Coronavirus

"Anticorpi in calo dopo sei mesi". Ipotesi terza dose dopo un anno

Il ministero della Salute studia il piano per rafforzare l'immunità. Israele parte domenica dagli over 60. Cauti i virologi: "Prima servono dati certi e completiamo le seconde iniezioni"

"Anticorpi in calo dopo sei mesi". Ipotesi terza dose dopo un anno

E mentre Israele ufficializza la terza dose di vaccino da domenica, anche il nostro ministero della Salute valuta il da farsi. Ben consapevole che la strada da seguire per combattere la variante Delta sia, prima o poi, quella. «È molto probabile che la terza dose scatterà dopo 12 mesi dalla seconda» anticipa il sottosegretario alla Salute Andrea Costa.

L'ipotesi più quotata è quella di un ulteriore richiamo per alcune categorie: le persone fragili, gli immunodepressi e anche gli operatori sanitari che hanno ricevuto la prima dose il 27 dicembre 2020 con il V-Day lanciato dallo Spallanzani di Roma.

La decisione è molto complessa e, anche se l'Ue si dice pronta a chiudere nuovi contratti con Pfizer per l'acquisto di scorte e forniture, l'Ema sostiene che «è troppo presto per confermare se e quando ce ne sarà bisogno perché non ci sono ancora abbastanza dati dalle campagne vaccinali». Anche l'Oms frena: «Pensiamo prima ai paesi poveri» che non hanno ancora fatto le prime dosi o non dispongono addirittura di vaccini. Dal canto loro, Pfizer e Moderna hanno già annunciato i dati di efficacia di una terza dose con i loro vaccini. Nel caso di Pfizer il terzo richiamo renderebbe il vaccino più efficace da 5 a 11 volte tanto a seconda dell'età. E sarebbe necessario, stando a uno studio dell'azienda, perchè il vaccino sembra perdere efficacia dopo sei mesi. «Una quota della popolazione può avere una riduzione degli anticorpi dopo 6 mesi, significa che in quelle persone bisognerà fare un richiamo - anticipa il sottosegretario alla Salute Pierpaolo Sileri - È possibile che ogni anno si debba fare un richiamo come per l'influenza».

I virologi valutano come muoversi, su quali categorie e con quali tempistiche. Ma, fa notare il primario di Malattie Infettive all'ospedale Sacco Massimo Galli, «è prematuro parlarne ora perchè si sta parlando più di sensazioni che di dati clinici». E comunque, dal canto suo, aspetterebbe di avere una nuova versione del vaccino, più adatta a contrastare le nuove varianti, e non quella attuale.

«Dobbiamo prima raggiungere l'obiettivo di copertura con due dosi - sostiene Pier Luigi Lopalco, epidemiologo e assessore alla Sanità in Puglia - Quando avremo dati robusti di durata della efficacia vaccinale, sicuramente servirà una strategia per la terza dose. Ragionevolmente - aggiunge - saranno i già anziani coloro che dovranno essere sottoposti a richiamo vaccinale a causa del ben noto fenomeno della senescenza immunologica, ovvero la perdita della memoria immunitaria che si sviluppa con l'avanzare dell'età. In effetti la maggiore quota di fallimenti vaccinali si registrano già ora nei grandi anziani».

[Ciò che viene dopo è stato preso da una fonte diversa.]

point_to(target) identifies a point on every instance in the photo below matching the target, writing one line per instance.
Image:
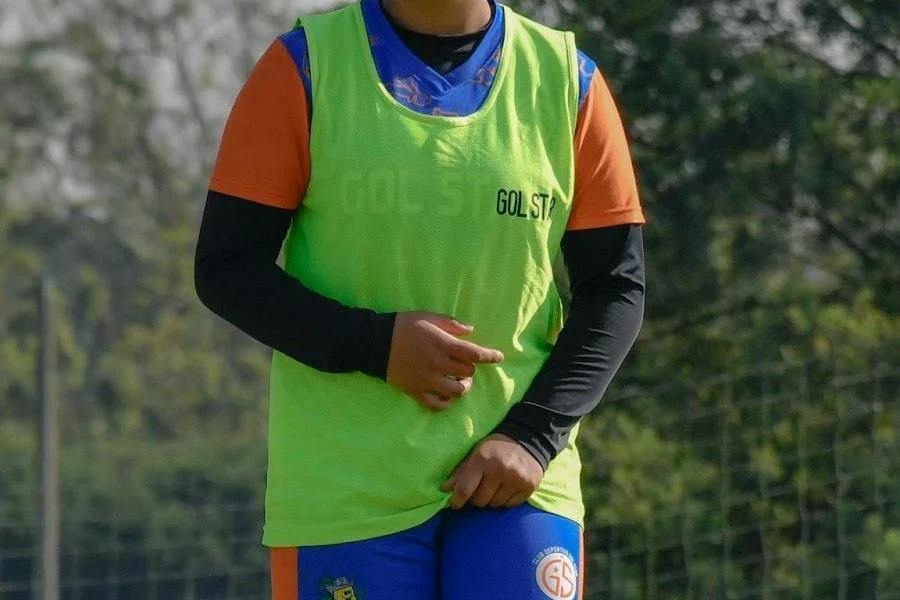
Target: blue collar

Le defaillance dopo sei mesi di Pfizer mettono in guardia anche il virologo dell'università Statale di Milano Fabrizio Pregliasco. «Ci avviamo verso quella scadenza, soprattutto il personale sanitario, me compreso e comincia a vedersi qualche positivo. Io mi sono vaccinato il 27 dicembre ed effettivamente i titoli anticorpali si sono abbassati, almeno sul test di riferimento che abbiamo usato per questo studio». Ma i parametri da valutare per capire se si è protetti o meno sono diversi: «Ci sono gli anticorpi neutralizzanti, c'è l'immunità cellulare - sottolinea il virologo - Insomma, manca ancora una standardizzazione. Ma quello che hanno visto è proprio l'inefficacia, cioè persone che si sono infettate.

Si è persa un po' quella serenità che c'era all'inizio per la vaccinazione».